As a business owner in addition to a research analyst, I understand how a business operator would and should think. And so, I absolutely understand the long game. We’ve suggested that companies stop paying dividends and reinvest into their compounding business, contrary to the shareholder payout led activism that has grown exceedingly popular. We frequently suggest, following our labor shortage theme, that companies use their strong positioning to increase spending on labor and R&D even if that means slower short-term earnings growth, because that will enable future share gains and accelerate topline in future years. However, both suggestions, which may be positive for long-term value creation, will likely be short-term negative for the stock price, especially in Japan whose investors are obsessed with next year’s operating income rather than long term cash flow generation. How strongly do we want to provide suggestions that could cause near term underperformance, even if it’s the right call from a long-term strategic perspective?
Despite our models that look out 10 years, I believe active portfolio management is important in driving returns in Japan. This is because of my view that Japanese equity markets lack true long-term fundamental investors (and from the sell side fueling the short-termism). But if that is the case, a fair question might be why assess long-term sustainable competitive advantage which often has little to do with short term stock activity? As a stock analyst, I believe that it is these short-term market movements that provide opportunities, but that goes both ways and it also drives short term stock exuberance. However, as a business analyst, I also believe that corporate value is based on the long-term growth of a business that can continually outperform its peers. This too requires reconciliation.
From this exercise, what I’ve come to realize is that all strategies can and do coexist and they can all be profitable. As I’ve experienced many varieties, the philosophy that we’ve evolved to is based, ultimately, on what I enjoy doing and what I think will be rewarding for our partners, using our specific expertise as the method to achieve it. I like deep research because I like owning great businesses and that research provides conviction. But I also became more aware of the many reconciliations we face as we try to bridge long-term intrinsic value vs short-term stock price action. Thanks to this exercise, we have refined our process even further (which also became possible thanks to our team expansion). The “why” hasn’t changed although we continue to evolve the “how”.

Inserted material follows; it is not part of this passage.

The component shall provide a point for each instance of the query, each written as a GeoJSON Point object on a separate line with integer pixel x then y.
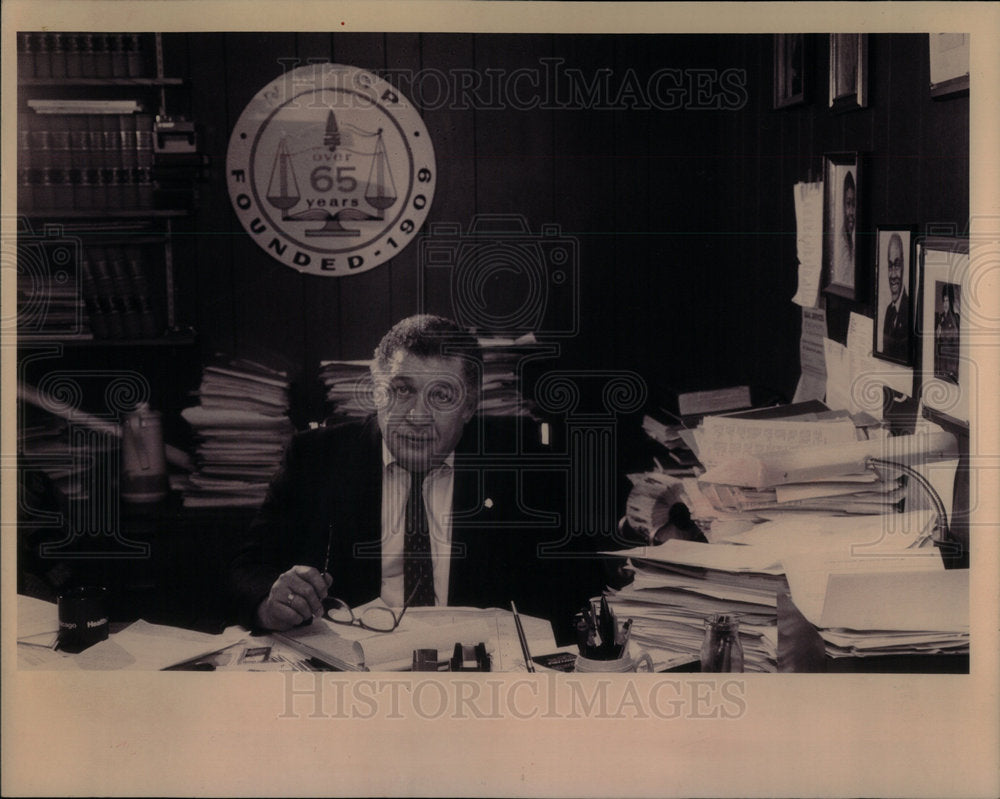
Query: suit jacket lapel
{"type": "Point", "coordinates": [357, 486]}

However, one fact that has changed significantly after nearly three decades as a Japanese equity market participant is inflation expectations (further accelerated by our reflationary PM). This fact has also contributed to “how” we express the investment philosophy. Many of us probably have differing views on what that means and how to take advantage of it. For us, it means rising dispersion and the strong get stronger. Some believe this will drive the entire market to indefinite highs. But whatever your view, we can probably agree that Japan has structurally changed. And I’m terribly excited about it, more than I’ve ever been as a Japanese equity investor. “What’s going to happen?”, you may ask.
“Something wonderful.” – from 2010: The Year We Make Contact.